Trinity Treasure
The Friends of Trinity Rowing Boathouse
Just a short drive away from campus, along the Connecticut River in East Hartford, lies the Friends of Trinity Rowing Boathouse. The facility houses 14 eights, 12 fours, and 20 smaller boats, as well as locker rooms; the Minot Training Area, with 48 ergometers among other equipment; the Ben Brewster Room team room for meetings, stretches, and video viewing; and the Captain’s Room, which serves as an athletic lounge, rowing library, and study room.
Trinity’s Head Men’s Rowing Coach Kevin MacDermott, in his 15th year leading the team, notes that the boathouse is a far cry from the original facility, a tobacco shed on the Farmington River in Windsor. In the mid-’60s, the Bliss Boathouse was built on the current East Hartford site. In the 2000s, the Friends of Trinity Rowing Boathouse opened in two phases, with the boat bays completed in advance of the interior spaces upstairs. “The boathouse is such an incredible space for training,” MacDermott says. “It is large, it is open, the air quality is wonderful,” he says, adding, “The Captain’s Room is really special. It was the gift of the Graves family—Harry ’78, Lynne, Tom ’05, Peter ’07, and John ’10. Peter now coaches the women’s team. That space is meant for the student-athletes; it’s their special space, and they really respect it.”
While the rowers also have a training facility in the Ferris Athletic Center that includes rowing tanks and more ergometers, the goal is to be on the river as much as possible. “If we can be on the water, we’re on the water,” MacDermott says. “Both men’s and women’s teams, that’s our first priority. If we are unable to be on the water, we share the two facilities.”

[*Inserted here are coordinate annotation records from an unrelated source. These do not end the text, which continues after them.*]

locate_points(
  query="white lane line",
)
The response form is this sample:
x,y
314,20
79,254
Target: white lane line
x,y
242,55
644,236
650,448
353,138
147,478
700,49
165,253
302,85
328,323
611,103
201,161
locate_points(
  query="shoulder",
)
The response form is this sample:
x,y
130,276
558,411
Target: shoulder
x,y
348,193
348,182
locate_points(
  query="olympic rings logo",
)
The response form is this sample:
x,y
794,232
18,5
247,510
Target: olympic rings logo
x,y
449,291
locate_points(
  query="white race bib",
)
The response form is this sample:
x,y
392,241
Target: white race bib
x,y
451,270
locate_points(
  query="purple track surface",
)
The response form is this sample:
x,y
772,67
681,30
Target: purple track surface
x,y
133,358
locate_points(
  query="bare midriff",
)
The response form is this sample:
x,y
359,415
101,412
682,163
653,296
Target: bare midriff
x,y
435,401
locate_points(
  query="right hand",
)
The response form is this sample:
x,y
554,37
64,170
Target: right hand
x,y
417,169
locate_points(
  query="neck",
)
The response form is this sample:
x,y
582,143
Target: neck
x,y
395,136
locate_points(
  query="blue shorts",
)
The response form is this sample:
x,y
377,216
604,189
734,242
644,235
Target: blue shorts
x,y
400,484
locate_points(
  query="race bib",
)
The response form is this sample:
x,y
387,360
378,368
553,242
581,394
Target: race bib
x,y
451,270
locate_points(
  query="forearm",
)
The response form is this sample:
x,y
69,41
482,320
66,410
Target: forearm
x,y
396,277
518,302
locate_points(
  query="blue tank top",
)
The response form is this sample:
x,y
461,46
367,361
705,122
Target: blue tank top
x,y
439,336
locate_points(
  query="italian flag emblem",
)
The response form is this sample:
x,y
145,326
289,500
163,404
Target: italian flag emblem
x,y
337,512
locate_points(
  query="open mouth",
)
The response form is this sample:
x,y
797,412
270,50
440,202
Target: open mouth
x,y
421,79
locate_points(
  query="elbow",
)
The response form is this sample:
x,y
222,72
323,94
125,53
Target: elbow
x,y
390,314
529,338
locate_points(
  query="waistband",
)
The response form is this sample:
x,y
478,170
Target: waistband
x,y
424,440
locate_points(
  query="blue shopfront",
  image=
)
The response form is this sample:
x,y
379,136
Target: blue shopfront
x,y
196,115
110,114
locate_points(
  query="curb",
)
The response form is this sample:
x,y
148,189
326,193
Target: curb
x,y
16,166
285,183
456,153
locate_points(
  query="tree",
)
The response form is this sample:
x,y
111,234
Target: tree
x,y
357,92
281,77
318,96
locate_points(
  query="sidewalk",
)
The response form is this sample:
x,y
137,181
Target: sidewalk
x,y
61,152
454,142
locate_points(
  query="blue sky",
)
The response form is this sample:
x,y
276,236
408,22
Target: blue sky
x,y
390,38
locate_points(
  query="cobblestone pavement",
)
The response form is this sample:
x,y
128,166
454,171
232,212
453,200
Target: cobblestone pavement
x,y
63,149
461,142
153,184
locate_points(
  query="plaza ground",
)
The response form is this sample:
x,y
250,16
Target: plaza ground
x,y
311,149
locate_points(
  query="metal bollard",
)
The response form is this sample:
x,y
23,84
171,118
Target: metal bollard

MacDermott also serves as narrator for The Bantam Oar: The Story of Rowing at Trinity College, Hartford, Connecticut (1974). The book, written by Trinity alumna, parent, and grandparent Barbara Connell “B.C.” Mooney M’68, P’74, ’75, GP’06, offers a glimpse of the rowing program through the years, from its founding in the mid-1800s through the addition of women’s teams in the 1970s. With the book out of print for several decades, the audio format and attendant photo gallery on the Trinity website help to preserve Bantam rowing history.